Furthermore, while women in hoe societies have more autonomy and are subject to less gendered violence than women in pre-modern plow societies, it’s not clear how that compares to women in _modern _societies with rule of law. Hoe societies are still traditionalist and communitarian. Men’s and women’s spheres are still separate. Life in a hoe society is not going to exactly match a modern feminist’s ideal. These aren’t WEIRD people, they’re something quite different, for better or for worse, and it’s hard to know exactly _how _the experience is different just by reading a few papers.
Hoe cultures are interesting not because we should model ourselves after them, but because they are an existence proof that non-patriarchal societies _can _exist for millennia. Conservatives can always argue that a new invention hasn’t been proved stable or sustainable. Hoe cultures _have _been proved incredibly long-lasting.
References
[1]Braudel, Fernand. Civilization and capitalism, 15th-18th century: The structure of everyday life. Vol. 1. Univ of California Press, 1992.
[2]Boserup, Ester. Woman’s role in economic development. Earthscan, 2007.

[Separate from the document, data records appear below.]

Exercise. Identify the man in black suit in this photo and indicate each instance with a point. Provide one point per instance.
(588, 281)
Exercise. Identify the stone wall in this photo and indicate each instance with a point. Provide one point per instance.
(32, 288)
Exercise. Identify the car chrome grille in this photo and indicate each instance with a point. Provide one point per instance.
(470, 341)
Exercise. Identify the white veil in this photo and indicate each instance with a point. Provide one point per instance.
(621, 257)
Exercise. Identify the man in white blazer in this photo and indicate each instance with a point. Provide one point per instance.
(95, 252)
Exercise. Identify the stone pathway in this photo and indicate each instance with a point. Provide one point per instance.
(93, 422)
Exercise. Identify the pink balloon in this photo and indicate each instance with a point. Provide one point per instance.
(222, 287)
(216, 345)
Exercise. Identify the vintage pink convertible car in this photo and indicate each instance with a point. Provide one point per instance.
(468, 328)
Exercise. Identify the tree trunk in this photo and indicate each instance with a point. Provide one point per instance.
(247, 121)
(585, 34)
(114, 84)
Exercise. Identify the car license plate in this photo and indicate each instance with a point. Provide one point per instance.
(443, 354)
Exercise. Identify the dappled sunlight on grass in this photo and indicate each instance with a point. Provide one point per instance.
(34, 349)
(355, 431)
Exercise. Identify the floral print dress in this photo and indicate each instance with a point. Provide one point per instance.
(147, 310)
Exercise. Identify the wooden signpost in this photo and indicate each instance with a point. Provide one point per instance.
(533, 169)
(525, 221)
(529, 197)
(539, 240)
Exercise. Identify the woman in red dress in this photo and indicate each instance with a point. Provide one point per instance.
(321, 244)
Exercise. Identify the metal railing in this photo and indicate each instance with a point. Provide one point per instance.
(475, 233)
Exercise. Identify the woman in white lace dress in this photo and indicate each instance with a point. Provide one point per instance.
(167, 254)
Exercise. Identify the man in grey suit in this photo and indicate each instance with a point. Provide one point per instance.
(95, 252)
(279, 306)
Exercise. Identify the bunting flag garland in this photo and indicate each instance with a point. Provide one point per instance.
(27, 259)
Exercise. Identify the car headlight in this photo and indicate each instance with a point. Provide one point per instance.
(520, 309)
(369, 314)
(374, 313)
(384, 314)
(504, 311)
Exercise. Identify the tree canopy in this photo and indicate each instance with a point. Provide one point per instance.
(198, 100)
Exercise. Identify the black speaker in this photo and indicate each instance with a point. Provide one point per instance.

[3]Goody, Jack, and Joan Buckley. “Inheritance and women’s labour in Africa.” Africa 43.2 (1973): 108-121.
[4]Jensen, Joan M. “Native American women and agriculture: A Seneca case study.” Sex Roles 3.5 (1977): 423-441.
[5]Alesina, Alberto, Paola Giuliano, and Nathan Nunn. “On the origins of gender roles: Women and the plough.” The Quarterly Journal of Economics 128.2 (2013): 469-530.
[6]Warren, Elizabeth, and Amelia Warren Tyagi. The two-income trap: Why middle-class parents are going broke. Basic Books, 2007.
[7]Daymont, Thomas N., and Paul J. Andrisani. “Job preferences, college major, and the gender gap in earnings.” Journal of Human Resources (1984): 408-428.
[8]Zafar, Basit. “College major choice and the gender gap.” Journal of Human Resources 48.3 (2013): 545-595.
[9]Waldfogel, Jane. “Understanding the” family gap” in pay for women with children.” The Journal of Economic Perspectives 12.1 (1998): 137-156.